ALAN WRIGHT: IT'S nice to know what Alan Wright has been up to since being axed from BBC Radio Cleveland last year.

Like thousands of other listeners I was outraged and lost no time putting pen to paper to Radio Cleveland bosses.

I wonder if the BBC licence can still be justified. After all, we, the listeners, the licence payers, don't have any say at all, even though they keep telling us it is our BBC. The hell it is. It's theirs to do just as they like.

With Alan Wright there was always good debate, wit and humour and although I was never too keen on phone-ins in the past, I can honestly say I've never heard more common sense come out of the people in our patch.

As Alan said himself (Echo, Feb 18) there is such a gap that exists for an intelligent radio station with a mature audience in this region.

I guess like Jimmy Young he proved too popular.

I could see no justification for his sacking. You don't get rid of your finest asset if you are acting in the best interests of the station. I hope it isn't too long before Alan is back on our airwaves again. I wish him well in the future. - N Staff, Durham.


AFTER September 11 many American voices asked: 'Why are we so disliked internationally?'

In my opinion, it is because that once upon a time they were morally and spiritually richer, but this state of grace has been badly eroded as they have slowly emerged since the end of the Second World War to become all powerful, militarily and economically.

To some extent they see the dislike of America being down to jealousy of their might, when in reality it is down to a frightening decline in their spiritual and moral values, which are being replaced by material and self-seeking values.

The lame ducks of this world, those in dire poverty through no fault of their own, are disregarded and trampled underfoot, where once the benevolent hand of the US would have aided them.

China during the 1930s and early 1940s and aid to a beaten enemy during the Berlin Airlift are two good examples of this.

Since those times embargoes, no matter how hurtful to the populations involved, and arms shipments to prop up dictators, have largely replaced the Christian hand of aid and international friendship.

Is it any wonder that, with the disregard, indifference and self-interest of Americans, they are so disliked?

May I suggest a change in the wording on their coinage, from In God We Trust to In Might We Trust. At least until they get back on track spiritually. - G.H. Grieveson, Richmond.

SINCE when did one million marchers in London represent 48 million to 60 million people who chose to stay at home with their views for an issue greater and more dangerous than that which faced us in 1939.

That was when our ally was France, a nation that has since proved always good for a handout in both world wars and their colony in Vietnam which cost America 55,000 lives, but now finds it has not the moral fibre to back Britain and America in the coming struggle.

Our two nations have given so much to make this country what it is. But now leaves the question is our future in Europe or with the Commonwealth of Nations. - Raymond Reed, Richmond.

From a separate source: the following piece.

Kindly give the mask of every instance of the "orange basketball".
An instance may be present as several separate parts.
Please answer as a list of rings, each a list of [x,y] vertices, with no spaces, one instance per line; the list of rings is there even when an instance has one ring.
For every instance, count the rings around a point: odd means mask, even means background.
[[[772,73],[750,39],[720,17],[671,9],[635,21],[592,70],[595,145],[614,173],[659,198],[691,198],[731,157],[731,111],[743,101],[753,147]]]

HOW terrible that we should be preparing for war because of events in a far away country of which we know little.

British Prime Minister Neville Chamberlain's words at the time of the Czechoslovakian crisis in 1938, find in their isolationist folly an echo in many letters to HAS about Iraq.

Let me point out to the writers of those letters that, even if it were morally permissible to ignore a threat to others, which it isn't, in this case it would be suicidal to do so.

Saddam Hussein is part of a global phenomenon from Bali in the east to Algeria in the west that threatens the entire world community.

Now if we know what's good for us we'll deal with this issue now. The fact that others, like France, Germany and the UN, have reneged on their responsibilities to do so is no reason for us to follow suit.

And as for the UN, but for them this issue would have been got out of the way at relatively little cost in 1991. - T Kelly, Crook.

TONY Blair's stirring rhetoric and moral indignation has a hollow ring when we consider that the leadership of the Labour Party glossed over Saddam's use of chemical weapons against the Kurds and Iran.

Our opposition against Saddam did not start yesterday, like many people on the recent march in London, we were protesting when New Labour was sinning by silence and turning a blind eye to these atrocities for fear of offending the United States' capitalist hierarchy.

Tony Blair has endorsed the American policy of sanctions against Iraq, which has not harmed Saddam personally one iota but has lead to the deaths of well over half a million Iraqi children. Where's the morality in that?

We socialists are in favour of liberating oppressed people and not only in Iraq.

However, American foreign policy is always conducted in the interest of those groups who have money, power and political clout. It is all about gaining and maintaining economic advantage.

Democracy, freedom and human rights are just part of the sales pitch and are optional items in practice.

Mr Blair is not an honourable or brave politician. The simple truth is that he is more afraid and holds in more esteem the economic military might and prestige of America than the democratic will of the British people. - James Fitzpatrick, Gateshead.